To that point, your security team should also be correlating user activity and data interaction regularly. When coupled with insight around possible trigger points, this correlation of activity and interaction can help the team be proactive with their work to uncover privilege abuse and potential data loss risks.
3. Incomplete or ineffective processes
As mentioned earlier, the average cost of insider threats is a staggering $11.45 million. But this figure can increase drastically when an organization lacks an effective process for addressing insider threats in a timely fashion. While the average number of days to address an incident is 77, according to Ponemon, 35% of companies took more than 90 days, which equates to an average cost of $13.71 million.
Without a streamlined process in place, your team could spend hours trying to determine whether a potential threat requires follow up. That was the case for Certified Collateral Corporation (CCC), whose security team took six to seven hours to assess potential threats.

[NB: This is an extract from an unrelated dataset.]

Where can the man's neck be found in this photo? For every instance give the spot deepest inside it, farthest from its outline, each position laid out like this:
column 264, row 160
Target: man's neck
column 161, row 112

Improve your mean response time
When insider threats occur, it’s essential to accelerate your mean time to respond (MTTR). CCC, from the example above, reduced the time spent on initial investigations from six to seven hours to between 10 and 15 minutes using the Proofpoint Insider Threat Management (ITM) solution.
The most effective ITM programs include cross-departmental engagement, which means not everyone will have the experience to understand the IT team’s jargon or analysis. Using a platform that can highlight relevant evidence in easy-to-understand reports makes sharing evidence easier for decision-making purposes.
4. Lack of a modern approach to DLP
There are more ways organizations can suffer a data loss incident now than ever before, especially when you consider the burgeoning gig economy that requires more company outsiders to have access to more sensitive company information.
Data loss prevention (DLP) programs that companies once implemented to remain compliant typically create too much friction for digitally native employees. This ultimately leads to employees identifying workarounds that can unintentionally increase the threat surface, completely counteracting the intended goal of implementing a DLP solution.
Update your DLP approach
Push your team to move away from a traditional approach to DLP. After all, data doesn’t move itself; people move data. A modern approach to endpoint DLP requires implementing a people-centric solution that changes the way organizations detect, prevent and respond to insider threat incidents based on a combination of how risky the user is and how sensitive the data is.
Gaining real-time visibility into the context around data movement can help security teams more effectively identify risky data movement. It enables more effective prevention and resolution efforts to stop data loss incidents before they can cause significant financial or brand damage to an organization.
Key takeaways
By better understanding where your vulnerabilities are among your employees and within your internal company processes, you can take steps to prevent data loss and insider threat risk. Giving yourself greater visibility into early indicators that may trigger an insider threat incident will allow you to address vulnerabilities and mitigate the risks associated with insider threats more effectively.